The `MockAgentManager` used in E2E tests skips from "spawn called" directly to "agent:stopped emitted". It never exercises `ProcessManager`, `FileTailer`, `OutputHandler`, or `SignalManager`. Bugs in those layers (signal.json race conditions, JSONL parsing failures, crash detection) are invisible to E2E tests.

Real provider tests do exercise those layers, but they are slow, expensive, and can't run in CI without credentials.

Cassette tests bridge this gap: they run the **real** `MultiProviderAgentManager` pipeline but replace the live Claude/Codex subprocess with a replay worker that writes pre-recorded output.

### Coverage the cassette layer adds

- `FileTailer` — fs.watch + poll cycle, incremental JSONL reading
- `OutputHandler` — stream event parsing, signal detection, result capture
- `SignalManager` — signal.json read/write/timing
- `LifecycleController` — retry logic, missing signal recovery
- `ProcessManager` — subprocess PID tracking, poll-for-completion
- Prompt normalization drift detection — key mismatch = re-record = visible diff

### Key generation

Each cassette is identified by a SHA256 hash of four components:

| Component | What it captures |
|-----------|-----------------|
| `normalizedPrompt` | Prompt with UUIDs, temp paths, timestamps, session numbers replaced with placeholders |
| `providerName` | e.g. `claude`, `codex` |
| `modelArgs` | Provider CLI args with the prompt value stripped (sorted for stability) |
| `worktreeHash` | SHA256 of all non-hidden files in the agent worktree at spawn time |

The `worktreeHash` is what detects content drift for execute-mode agents: if the worktree changes, the key misses and the cassette is re-recorded.

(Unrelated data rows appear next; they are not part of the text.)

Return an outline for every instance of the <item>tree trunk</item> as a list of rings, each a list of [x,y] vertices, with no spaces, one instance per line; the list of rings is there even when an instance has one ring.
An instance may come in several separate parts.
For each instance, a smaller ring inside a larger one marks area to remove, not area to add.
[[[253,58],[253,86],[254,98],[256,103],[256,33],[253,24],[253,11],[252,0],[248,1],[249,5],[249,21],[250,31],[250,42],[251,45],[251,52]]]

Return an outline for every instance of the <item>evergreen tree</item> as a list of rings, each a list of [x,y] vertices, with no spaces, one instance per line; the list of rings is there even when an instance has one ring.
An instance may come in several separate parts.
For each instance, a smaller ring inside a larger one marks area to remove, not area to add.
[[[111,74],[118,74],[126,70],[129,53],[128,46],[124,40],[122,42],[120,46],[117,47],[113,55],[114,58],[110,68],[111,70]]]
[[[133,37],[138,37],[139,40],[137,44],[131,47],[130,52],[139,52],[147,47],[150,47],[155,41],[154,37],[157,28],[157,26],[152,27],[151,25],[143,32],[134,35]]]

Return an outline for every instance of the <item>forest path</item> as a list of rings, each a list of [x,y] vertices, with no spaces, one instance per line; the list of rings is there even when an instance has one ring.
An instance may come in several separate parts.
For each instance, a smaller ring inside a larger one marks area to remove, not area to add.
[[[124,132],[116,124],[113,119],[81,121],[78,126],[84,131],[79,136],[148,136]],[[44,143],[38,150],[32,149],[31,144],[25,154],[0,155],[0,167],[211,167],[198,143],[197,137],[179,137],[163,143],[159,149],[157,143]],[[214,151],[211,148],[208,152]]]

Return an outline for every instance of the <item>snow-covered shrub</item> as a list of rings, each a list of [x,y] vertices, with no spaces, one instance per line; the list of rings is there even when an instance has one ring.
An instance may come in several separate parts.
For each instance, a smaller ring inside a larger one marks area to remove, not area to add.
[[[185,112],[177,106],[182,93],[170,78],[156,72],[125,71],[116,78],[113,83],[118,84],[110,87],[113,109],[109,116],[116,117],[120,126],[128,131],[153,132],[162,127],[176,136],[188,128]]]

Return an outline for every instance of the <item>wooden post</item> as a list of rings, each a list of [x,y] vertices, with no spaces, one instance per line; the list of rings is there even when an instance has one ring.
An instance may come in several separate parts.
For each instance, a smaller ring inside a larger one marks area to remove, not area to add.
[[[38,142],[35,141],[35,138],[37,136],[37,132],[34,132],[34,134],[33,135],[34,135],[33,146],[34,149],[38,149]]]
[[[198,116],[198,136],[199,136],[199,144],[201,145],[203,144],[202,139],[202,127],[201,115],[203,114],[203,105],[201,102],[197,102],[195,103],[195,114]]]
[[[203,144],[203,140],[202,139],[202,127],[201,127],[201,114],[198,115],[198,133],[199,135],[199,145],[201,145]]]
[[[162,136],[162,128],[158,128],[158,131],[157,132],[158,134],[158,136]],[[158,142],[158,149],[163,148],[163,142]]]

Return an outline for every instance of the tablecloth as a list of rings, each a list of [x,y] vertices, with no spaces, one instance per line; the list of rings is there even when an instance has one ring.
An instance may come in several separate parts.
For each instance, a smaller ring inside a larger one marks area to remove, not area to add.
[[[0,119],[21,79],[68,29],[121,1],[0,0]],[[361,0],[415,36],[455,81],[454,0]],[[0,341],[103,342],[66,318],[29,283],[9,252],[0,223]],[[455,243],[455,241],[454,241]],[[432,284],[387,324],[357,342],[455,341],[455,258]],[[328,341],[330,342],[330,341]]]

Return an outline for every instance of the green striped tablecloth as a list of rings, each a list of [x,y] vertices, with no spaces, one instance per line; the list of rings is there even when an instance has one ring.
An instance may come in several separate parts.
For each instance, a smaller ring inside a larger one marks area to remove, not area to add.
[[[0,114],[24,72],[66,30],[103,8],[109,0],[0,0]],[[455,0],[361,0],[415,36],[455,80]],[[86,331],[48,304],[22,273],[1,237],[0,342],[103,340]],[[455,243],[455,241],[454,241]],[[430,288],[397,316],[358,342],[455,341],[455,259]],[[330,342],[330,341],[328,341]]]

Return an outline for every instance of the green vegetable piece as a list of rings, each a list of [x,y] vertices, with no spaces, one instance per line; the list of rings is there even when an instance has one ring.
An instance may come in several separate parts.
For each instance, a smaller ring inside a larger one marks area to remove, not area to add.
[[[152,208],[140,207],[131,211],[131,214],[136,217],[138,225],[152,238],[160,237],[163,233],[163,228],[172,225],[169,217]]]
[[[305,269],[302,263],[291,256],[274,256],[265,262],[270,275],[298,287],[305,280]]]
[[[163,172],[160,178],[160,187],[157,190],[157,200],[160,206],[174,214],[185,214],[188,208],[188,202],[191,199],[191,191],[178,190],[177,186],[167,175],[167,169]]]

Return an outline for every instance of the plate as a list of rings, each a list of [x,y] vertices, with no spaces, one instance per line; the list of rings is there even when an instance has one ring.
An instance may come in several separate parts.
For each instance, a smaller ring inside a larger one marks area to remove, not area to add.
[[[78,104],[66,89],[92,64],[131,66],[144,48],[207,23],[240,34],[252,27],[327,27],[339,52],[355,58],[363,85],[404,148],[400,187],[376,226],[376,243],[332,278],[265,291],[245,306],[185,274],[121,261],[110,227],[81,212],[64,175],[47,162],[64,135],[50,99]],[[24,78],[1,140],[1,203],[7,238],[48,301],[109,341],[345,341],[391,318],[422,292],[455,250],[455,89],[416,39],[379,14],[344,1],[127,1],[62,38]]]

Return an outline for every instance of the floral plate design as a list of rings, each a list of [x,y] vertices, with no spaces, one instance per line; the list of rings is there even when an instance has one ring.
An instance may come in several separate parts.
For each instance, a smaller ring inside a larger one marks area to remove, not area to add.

**Normalization** (`src/test/cassette/normalizer.ts`) strips dynamic content that varies between runs but doesn't affect agent behavior:
- UUIDs → `__UUID__`
- Workspace root path → `__WORKSPACE__`
- ISO 8601 timestamps → `__TIMESTAMP__`
- Unix epoch milliseconds → `__EPOCH__`
- Session numbers → `session__N__`

If a prompt *template* changes (e.g. someone edits `buildExecutePrompt()`), the normalized hash changes → cassette miss → test fails in CI → developer must re-record → the diff shows the new agent response in the PR. This makes prompt drift auditable.

### Cassette file format

Cassettes live in `src/test/cassettes/<32-char-hash>.json` and are committed to git.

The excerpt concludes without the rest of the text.